Kemys again sailed with Raleigh to Guiana in 1617, in search of gold with which Raleigh hoped to buy back royal favour. Kemys was instrumental in the sequence of events that led to the final downfall and execution of Raleigh after leading a party of Raleigh's men in an attack on the Spanish outpost of Santo Tomé de Guayana on the Orinoco River, against Raleigh's orders, and in violation of peace treaties signed by the King, James I, with Spain. Raleigh's son Walter was killed during the attack. A condition of Raleigh's release from the Tower of London in 1616 to undertake his mission to Guiana in search of gold deposits and the legendary city of El Dorado had been that he not attack or harass Spanish colonies or shipping.
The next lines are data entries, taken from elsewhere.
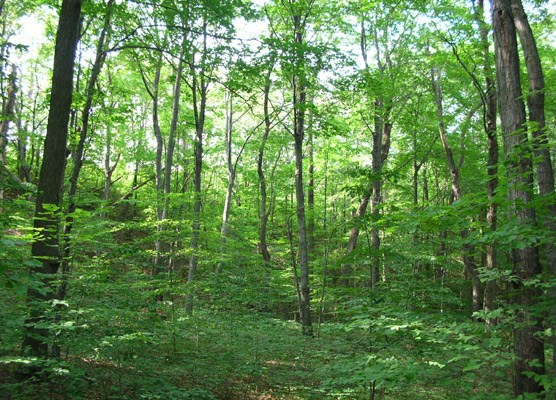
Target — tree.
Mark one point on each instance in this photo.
(45, 248)
(529, 349)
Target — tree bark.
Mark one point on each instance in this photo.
(299, 88)
(45, 249)
(528, 346)
(488, 99)
(77, 154)
(8, 113)
(199, 90)
(264, 212)
(467, 249)
(545, 171)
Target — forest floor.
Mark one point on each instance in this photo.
(117, 343)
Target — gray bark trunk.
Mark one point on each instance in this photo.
(46, 222)
(545, 171)
(527, 343)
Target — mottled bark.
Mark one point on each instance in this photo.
(488, 99)
(528, 344)
(299, 88)
(467, 249)
(78, 152)
(541, 148)
(45, 249)
(264, 212)
(199, 89)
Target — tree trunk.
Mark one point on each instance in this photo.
(199, 90)
(299, 110)
(77, 154)
(45, 249)
(529, 348)
(467, 249)
(7, 116)
(545, 171)
(264, 213)
(488, 97)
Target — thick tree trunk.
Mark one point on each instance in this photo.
(488, 97)
(45, 248)
(545, 171)
(529, 348)
(77, 154)
(467, 249)
(299, 110)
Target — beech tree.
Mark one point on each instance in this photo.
(46, 246)
(529, 349)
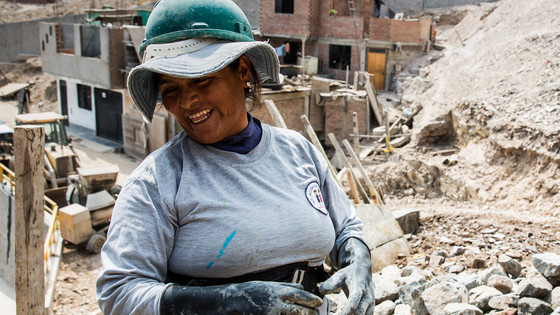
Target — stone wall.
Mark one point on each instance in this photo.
(24, 39)
(7, 237)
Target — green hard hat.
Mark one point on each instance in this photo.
(174, 20)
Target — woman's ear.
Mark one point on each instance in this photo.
(244, 69)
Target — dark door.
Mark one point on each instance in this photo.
(63, 100)
(108, 114)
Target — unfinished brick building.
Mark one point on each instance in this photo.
(344, 35)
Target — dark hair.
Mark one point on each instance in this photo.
(252, 93)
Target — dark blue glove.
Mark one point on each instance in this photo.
(354, 277)
(253, 297)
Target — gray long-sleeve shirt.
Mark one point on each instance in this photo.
(202, 212)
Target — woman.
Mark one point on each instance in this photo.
(231, 215)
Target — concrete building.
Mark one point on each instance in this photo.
(340, 35)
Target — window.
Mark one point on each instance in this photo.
(339, 56)
(284, 6)
(91, 41)
(84, 96)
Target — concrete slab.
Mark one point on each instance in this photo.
(7, 298)
(409, 220)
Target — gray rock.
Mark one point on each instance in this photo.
(436, 260)
(385, 308)
(457, 250)
(407, 219)
(411, 294)
(384, 289)
(504, 302)
(469, 280)
(553, 298)
(461, 309)
(441, 252)
(532, 306)
(455, 269)
(403, 309)
(548, 264)
(480, 296)
(534, 286)
(437, 296)
(502, 283)
(485, 274)
(510, 265)
(391, 273)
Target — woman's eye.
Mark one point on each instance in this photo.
(167, 91)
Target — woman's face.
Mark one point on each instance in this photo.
(209, 108)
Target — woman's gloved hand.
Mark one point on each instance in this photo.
(253, 297)
(354, 277)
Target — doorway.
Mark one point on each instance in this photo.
(376, 62)
(108, 114)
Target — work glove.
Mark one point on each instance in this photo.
(354, 277)
(253, 297)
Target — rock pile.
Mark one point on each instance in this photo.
(499, 289)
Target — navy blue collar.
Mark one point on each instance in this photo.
(243, 142)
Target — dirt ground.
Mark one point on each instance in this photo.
(491, 106)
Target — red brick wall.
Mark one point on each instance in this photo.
(342, 27)
(396, 30)
(291, 109)
(283, 23)
(339, 121)
(380, 29)
(406, 31)
(339, 74)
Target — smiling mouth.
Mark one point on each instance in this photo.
(200, 116)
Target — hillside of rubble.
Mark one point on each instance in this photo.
(488, 132)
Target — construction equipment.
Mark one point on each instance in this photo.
(86, 194)
(6, 145)
(91, 195)
(60, 158)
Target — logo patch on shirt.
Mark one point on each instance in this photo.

As Raleigh had been under a suspended death sentence for treason since 1603, the fact that men under his command had violated this order meant that James I would have had little option but to enforce this earlier sentence.

The sequence of events that led to Kemys' attack on Santo Tomé in January 1618 is unclear, with English and Spanish sources offering differing accounts of the incident, and each accusing the other of having fired the first shots, but it seems unlikely that Kemys intended the eventual result that transpired. Raleigh's son Walter was the first casualty of the brief skirmish, killed by a musket ball. One other Englishman and two Spaniards were also killed, before the Spanish garrison fled. Kemys' men found themselves in control of the town, but surrounded by hostile Spanish forces. Kemys sent out a few brief expeditions in search of the promised gold, but these were unsuccessful. After 29 days and failed attempts to negotiate with the Spanish, Kemys ordered Santo Tomé looted and burned. They set off back down the Orinoco to rejoin Raleigh and their fleet, finally arriving back there on 2 March.

==Death==
Kemys had already informed Raleigh by letter of the unfolding disaster and the death of his son. He went to Raleigh's cabin to beg forgiveness, but found Raleigh unable to grant it to him. In Raleigh's words, "I told him that he had undone me by his obstinacy, and that I would not favour... in any sort his former follie." Kemys reportedly replied, "I know then, Sir, what course to take," before returning to his own cabin. Kemys then committed suicide by shooting himself in the chest with a pistol, then when that did not prove immediately fatal, stabbing himself in the heart with a knife.

On Raleigh's return to England, an outraged Count Gondomar, the Spanish ambassador, demanded that Raleigh's death sentence be reinstated by King James, who had little choice but to do so. Raleigh was brought to London from Plymouth by Sir Lewis Stukley, where he passed up numerous opportunities to make an effective escape. Raleigh was beheaded in the Old Palace Yard at the Palace of Westminster on 29 October 1618.

With the aggression of the Indians towards Spain, the Spanish never returned in force particularly and this allowed other European countries (France and Holland as well as England) to colonize the region at east of Esequibo river over the next two centuries with the creations of Dutch Guyana, French Guiana and eventually British Guyana.

Over time as more explorers came to the region Lake Parime's existence was definitively disproved in the early 19th century and there was a theory that the seasonal flooding of the Rupununi savannah may have been misidentified as such.